Admission requirements

Linear Algebra 1, Linear Algebra 2, Algebra 1.
Recommended: Algebra 2


Representation theory is about understanding and exploiting symmetry using linear algebra. The central objects of study are linear actions of groups on vector spaces. This gives rise to a very structured and beautiful theory, which can be viewed as a generalisation of Fourier analysis to a non-commutative setting.

Representation theory plays a major role in mathematics and physics. For example, it provides a framework for understanding finite groups, special functions, and Lie groups and algebras. In number theory, Galois groups are studied via their representations; this is closely related to modular forms. In physics, representation theory is the mathematical basis for the theory of elementary particles.

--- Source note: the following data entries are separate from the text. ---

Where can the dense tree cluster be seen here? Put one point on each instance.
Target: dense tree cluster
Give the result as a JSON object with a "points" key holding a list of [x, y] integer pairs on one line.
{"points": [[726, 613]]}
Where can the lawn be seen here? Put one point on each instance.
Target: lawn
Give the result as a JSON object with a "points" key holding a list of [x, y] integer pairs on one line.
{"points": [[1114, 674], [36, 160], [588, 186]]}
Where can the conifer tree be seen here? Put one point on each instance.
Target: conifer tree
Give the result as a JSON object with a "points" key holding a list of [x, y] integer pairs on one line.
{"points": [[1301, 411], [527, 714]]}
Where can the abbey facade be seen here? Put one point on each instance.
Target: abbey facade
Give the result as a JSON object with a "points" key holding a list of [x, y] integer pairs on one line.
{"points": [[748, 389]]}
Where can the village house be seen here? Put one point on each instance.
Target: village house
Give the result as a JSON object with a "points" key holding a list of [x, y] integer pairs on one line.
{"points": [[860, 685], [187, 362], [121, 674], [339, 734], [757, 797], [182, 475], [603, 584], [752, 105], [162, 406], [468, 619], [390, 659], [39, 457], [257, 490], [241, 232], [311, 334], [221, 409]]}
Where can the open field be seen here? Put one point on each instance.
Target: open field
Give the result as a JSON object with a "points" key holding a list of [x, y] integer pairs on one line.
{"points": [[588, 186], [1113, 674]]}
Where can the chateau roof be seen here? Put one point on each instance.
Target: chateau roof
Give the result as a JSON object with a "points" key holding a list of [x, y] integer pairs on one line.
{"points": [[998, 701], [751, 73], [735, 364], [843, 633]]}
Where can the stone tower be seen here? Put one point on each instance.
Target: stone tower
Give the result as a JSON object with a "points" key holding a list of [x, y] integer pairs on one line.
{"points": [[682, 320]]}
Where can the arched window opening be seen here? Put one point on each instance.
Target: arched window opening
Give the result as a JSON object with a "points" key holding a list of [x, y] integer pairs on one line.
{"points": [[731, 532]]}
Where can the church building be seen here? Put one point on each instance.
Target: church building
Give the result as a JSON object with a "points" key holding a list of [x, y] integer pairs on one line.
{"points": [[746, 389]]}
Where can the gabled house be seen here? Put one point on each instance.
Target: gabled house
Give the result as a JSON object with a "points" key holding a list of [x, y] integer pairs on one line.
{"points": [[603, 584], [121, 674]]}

After introducing the concept of a representation of a group, we will study decompositions of representations into irreducible constituents. A finite group only has finitely many distinct irreducible representations; these are encoded in a matrix called the character table of the group. One of the goals of this course is to use representation theory to prove Burnside's theorem on solvability of groups whose order is divisible by at most two prime numbers. Along the way, we will also meet categories, modules and tensor products.

Course Objectives

1. Basics in ring theory
2. Basics in category theory
3. Basics in homological algebra, Wedderburn-Artin, Maschke's theorem
4. Group representations, characters, character tables
5. Burnside's theorem

Mode of instruction

Lectures (possibly online)

Assessmenet method

20% homework, 80% exam (except in the case of the retake exam, it will be 10% homework and 90% exam)
The homework score will be the average of the scores on the homework sets except that the two worst homework scores will be ignored.

Recommended literature

Pavel Etingof, Introduction to Representation Theory.
American Mathematical Society, 2011.
Freely available on the author's website

Hendrik Lenstra, Representatietheorie, 2003, link.
Lecture notes by Jeanine Daems and Willem Jan Palenstijn (in Dutch).
There is an English translation by Gabriele Dalla Torre, link.